They have a real sexy black on black binding too, just they way you like em.
Betcha, they'd look pretty sweet on that Jones board.

These are the ones I got.


----------



## neni (Dec 24, 2012)

timmytard said:


> Neni, can't you see the Nidecker building from your balcony? :cheeky4:
> Maybe you should go across the street & try a few pairs out?
> 
> They have a real sexy black on black binding too, just they way you like em.
> Betcha, they'd look pretty sweet on that Jones board.


I bet, black-orange ones would also look nice on it :laugh: and if I for some reason don't like them, they'd be a nice present for the hubby


----------



## Girvs (May 14, 2013)

Currently have two sets of bindings for my four boards.
Have some Ride Rodeos for my park Pickle and some El Hefe for my Mans board, Infinite and Ultra Dream, I am however intending on picking up some Capo's so I can just leave the El Hefe's on the mansboard and swap the Capo's between the other two.


----------



## neni (Dec 24, 2012)

timmytard said:


> These are the ones I got.


Just learned that them Nidecker ones are no option for me.
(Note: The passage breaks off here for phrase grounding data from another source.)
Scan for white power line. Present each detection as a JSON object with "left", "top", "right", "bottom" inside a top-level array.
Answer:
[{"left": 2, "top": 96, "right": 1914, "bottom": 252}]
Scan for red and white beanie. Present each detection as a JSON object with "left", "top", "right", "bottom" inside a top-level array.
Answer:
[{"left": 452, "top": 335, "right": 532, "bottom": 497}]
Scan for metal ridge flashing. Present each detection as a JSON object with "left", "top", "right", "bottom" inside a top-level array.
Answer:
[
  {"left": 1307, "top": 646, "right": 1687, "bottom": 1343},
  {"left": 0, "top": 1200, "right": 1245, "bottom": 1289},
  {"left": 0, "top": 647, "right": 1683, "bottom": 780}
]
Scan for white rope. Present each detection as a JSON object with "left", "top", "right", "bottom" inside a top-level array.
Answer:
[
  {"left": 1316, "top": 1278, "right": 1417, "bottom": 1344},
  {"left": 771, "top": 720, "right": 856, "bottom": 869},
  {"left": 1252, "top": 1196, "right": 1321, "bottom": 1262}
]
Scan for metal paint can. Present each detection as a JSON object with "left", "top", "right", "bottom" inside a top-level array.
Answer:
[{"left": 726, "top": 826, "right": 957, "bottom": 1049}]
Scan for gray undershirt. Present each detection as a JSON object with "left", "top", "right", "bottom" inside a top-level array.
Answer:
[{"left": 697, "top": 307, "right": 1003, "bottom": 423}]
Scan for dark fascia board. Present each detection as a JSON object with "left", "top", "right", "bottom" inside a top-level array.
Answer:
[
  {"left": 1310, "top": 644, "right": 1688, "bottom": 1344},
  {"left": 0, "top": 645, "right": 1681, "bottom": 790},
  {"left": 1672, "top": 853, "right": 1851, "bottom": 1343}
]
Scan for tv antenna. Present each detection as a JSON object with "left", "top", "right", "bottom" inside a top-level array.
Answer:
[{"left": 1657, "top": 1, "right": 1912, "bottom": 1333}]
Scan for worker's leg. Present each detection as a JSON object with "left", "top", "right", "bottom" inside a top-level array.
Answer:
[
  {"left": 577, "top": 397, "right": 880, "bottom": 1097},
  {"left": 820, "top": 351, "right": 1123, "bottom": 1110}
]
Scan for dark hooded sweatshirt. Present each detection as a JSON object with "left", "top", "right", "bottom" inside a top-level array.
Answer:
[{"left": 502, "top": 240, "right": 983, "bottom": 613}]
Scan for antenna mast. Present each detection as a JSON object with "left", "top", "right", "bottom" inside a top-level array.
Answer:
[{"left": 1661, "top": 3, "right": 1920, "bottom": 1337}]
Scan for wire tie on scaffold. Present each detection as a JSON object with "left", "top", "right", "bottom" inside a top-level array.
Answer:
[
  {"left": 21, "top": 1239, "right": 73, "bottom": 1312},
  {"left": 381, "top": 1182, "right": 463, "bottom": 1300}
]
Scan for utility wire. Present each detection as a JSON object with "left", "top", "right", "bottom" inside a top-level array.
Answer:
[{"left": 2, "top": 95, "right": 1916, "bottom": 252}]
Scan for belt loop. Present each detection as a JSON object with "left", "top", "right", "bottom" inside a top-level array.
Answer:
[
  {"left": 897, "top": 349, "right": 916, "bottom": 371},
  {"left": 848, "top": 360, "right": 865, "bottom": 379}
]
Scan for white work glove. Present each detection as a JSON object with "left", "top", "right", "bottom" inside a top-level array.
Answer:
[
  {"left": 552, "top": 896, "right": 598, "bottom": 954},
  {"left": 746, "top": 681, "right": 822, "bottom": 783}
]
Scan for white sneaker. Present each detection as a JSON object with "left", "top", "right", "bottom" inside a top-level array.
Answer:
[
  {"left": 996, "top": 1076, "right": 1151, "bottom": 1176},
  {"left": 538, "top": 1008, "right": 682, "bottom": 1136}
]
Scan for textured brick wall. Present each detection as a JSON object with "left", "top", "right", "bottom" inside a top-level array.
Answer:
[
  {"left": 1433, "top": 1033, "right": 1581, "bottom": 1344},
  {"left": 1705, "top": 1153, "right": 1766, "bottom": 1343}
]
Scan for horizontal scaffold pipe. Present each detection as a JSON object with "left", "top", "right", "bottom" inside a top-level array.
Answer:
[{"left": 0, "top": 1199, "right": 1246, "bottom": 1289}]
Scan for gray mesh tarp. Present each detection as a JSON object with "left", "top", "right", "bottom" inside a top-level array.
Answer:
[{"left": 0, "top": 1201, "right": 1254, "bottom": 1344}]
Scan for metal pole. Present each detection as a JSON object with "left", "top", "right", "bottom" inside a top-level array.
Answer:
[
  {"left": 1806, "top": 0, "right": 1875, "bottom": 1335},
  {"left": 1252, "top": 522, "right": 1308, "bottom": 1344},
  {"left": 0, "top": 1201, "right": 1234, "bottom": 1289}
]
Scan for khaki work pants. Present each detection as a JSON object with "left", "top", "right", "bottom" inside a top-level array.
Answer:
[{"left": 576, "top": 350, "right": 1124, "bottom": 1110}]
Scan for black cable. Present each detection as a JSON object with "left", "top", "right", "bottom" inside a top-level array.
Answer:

No high-back rotation... shame, found a pair in M. Ok, next one... Ride El Hefe. No size M to find in Europe. Well... no sales luck this time; I seem to have to wait till the '14 stuff is out.


----------



## timmytard (Mar 19, 2009)

Are you sure you are looking @ the right bindings?:icon_scratch:

I didn't notice yesterday that the bindings name is actually "fancy black" 

They do have high back rotation, you can see it in the pics.:thumbsup:

The ones I got have it & they are probably 10 years old, pretty sure they all have it?:dunno:


TT


----------



## onthefence (Dec 16, 2010)

I don't think having a different set of bindings for each board is necessary unless you actually NEED it. For my case I have Rome 390 Boss which work well for both my park and freeride boards, and I am pretty sure I am not shredding at a high enough level skill level to find myself pushing the limits of my all-mountain bindings. I would guess that a lot of riders buy different bindings even when their skill set cannot even justify the need for purchase. I take off my bindings when I wax anyway, so it's not an inconvenience to swap them between decks..


----------



## Lamps (Sep 3, 2011)

3 boards and 3 bindings, 2 c60, one diode. I like to have same/similar flex


----------